Last Week on My Mac: Problems of PDF

I was asked why some PDFs would only display properly when opened in Adobe Acrobat, not in Preview or any other third-party PDF viewer on a Mac. Surely PDF is a standard, so why can only one vendor’s products handle those documents properly?

The answer to that question is, as you might expect, not a one-liner. But it brings with it some important lessons about open standards and the internals of macOS. There isn’t any snappy summary, so please bear with me.
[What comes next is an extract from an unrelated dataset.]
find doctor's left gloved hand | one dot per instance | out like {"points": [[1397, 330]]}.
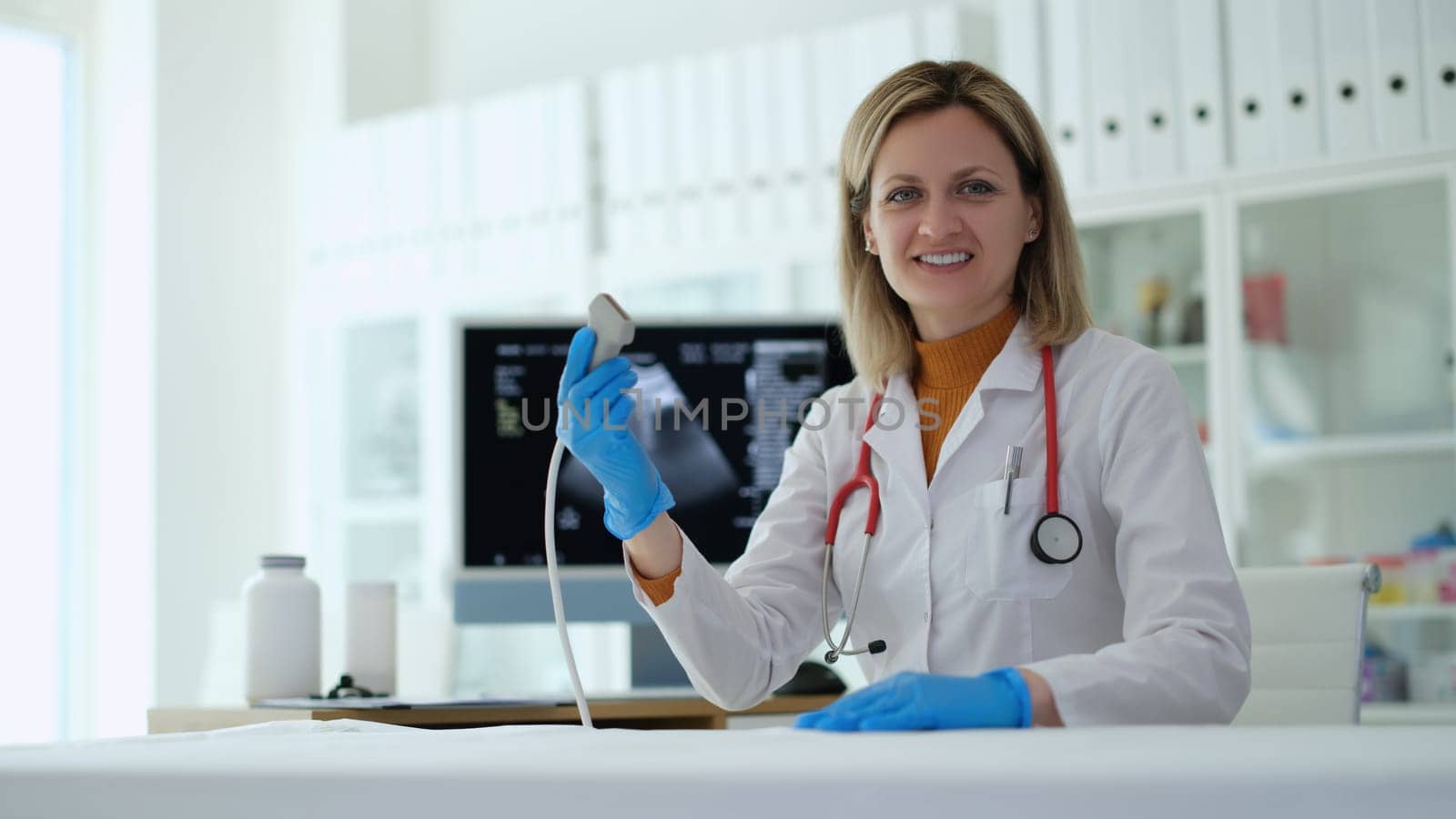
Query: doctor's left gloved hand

In the beginning, computer standards seemed simple. Plain ASCII text can largely be defined on a single page, but doesn’t get you very far when you want to distribute an electronic book. By the time that Adobe handed over its PDF format definition for general use as an ISO standard, it had grown to 750 or so pages of PDF which apparently covered almost everything under the sun, and grew further to form ISO 32000-1.

That proved to be just a baseline, though. Three important areas needed to be further addressed: archival and pre-press use, and accessibility. Taking perhaps the simplest of those, the first, it was clear that changes were needed to ensure that, a century from now, PDFs stored in digital repositories remained as usable as they are today.
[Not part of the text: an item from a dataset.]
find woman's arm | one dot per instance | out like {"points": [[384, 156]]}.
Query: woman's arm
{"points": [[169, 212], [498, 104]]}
The generic standard allows for extraneous components such as fonts and content to be referred to but not embedded. If every PDF that we used today had to include all such data within it, the format would be so inefficient that it couldn’t be universal as intended. But relying on future users to be able to find a suitable copy of each font used, for example, would also cause problems. So separate archival standards for PDF/A evolved. Among other things, they require that each compliant PDF stands alone.

In this case, any PDF rendering engine able to cope with generic PDF isn’t affected. Open PDF/A documents in Preview, and they look absolutely fine. But if you want to convert an existing document to standard-compliant PDF/A, you can’t simply use the output of that same engine. There needs to be another layer which pulls in any extraneous content and embeds it, to ensure that PDF document stands alone. That means complying with another four-part standard, ISO 19005, which defines sub-variants of PDF/A-1, A-2, A-3 and later this year A-4.

So it goes on. PDF/X, for pre-press, is even more complex in order to cater for spot colour, industrial print processes, and more. That’s another few hundred pages of ISO 15930 in seven parts, which need to be implemented on top of the generic PDF engine, to ensure that any PDF/X document is correctly rendered according to those standards. Then there’s PDF/UA in ISO 14289, which is growing in importance in enabling users to have the text within a suitably modified PDF read aloud to them, and more.

There’s often no simple way to convert a generic PDF to a different standard. For PDF/X, images may need to have colour management and ICC Profiles provided, and each page needs an enveloping MediaBox and BleedBox. Creating a PDF/UA document is exceedingly tedious manual work, as all its text content has to be tagged and assembled into reading order, and each image supplied with alternate text, for example.

Expecting general-purpose PDF viewers like Preview to know all the rules of these different standards and to cater for them is simply unreal, and unnecessary. Generating these special-purpose PDF variants is for specialist apps, such as QuarkXPress, Adobe InDesign and Acrobat Pro. Unless you work in a publishing environment, you should never come across a PDF/X document.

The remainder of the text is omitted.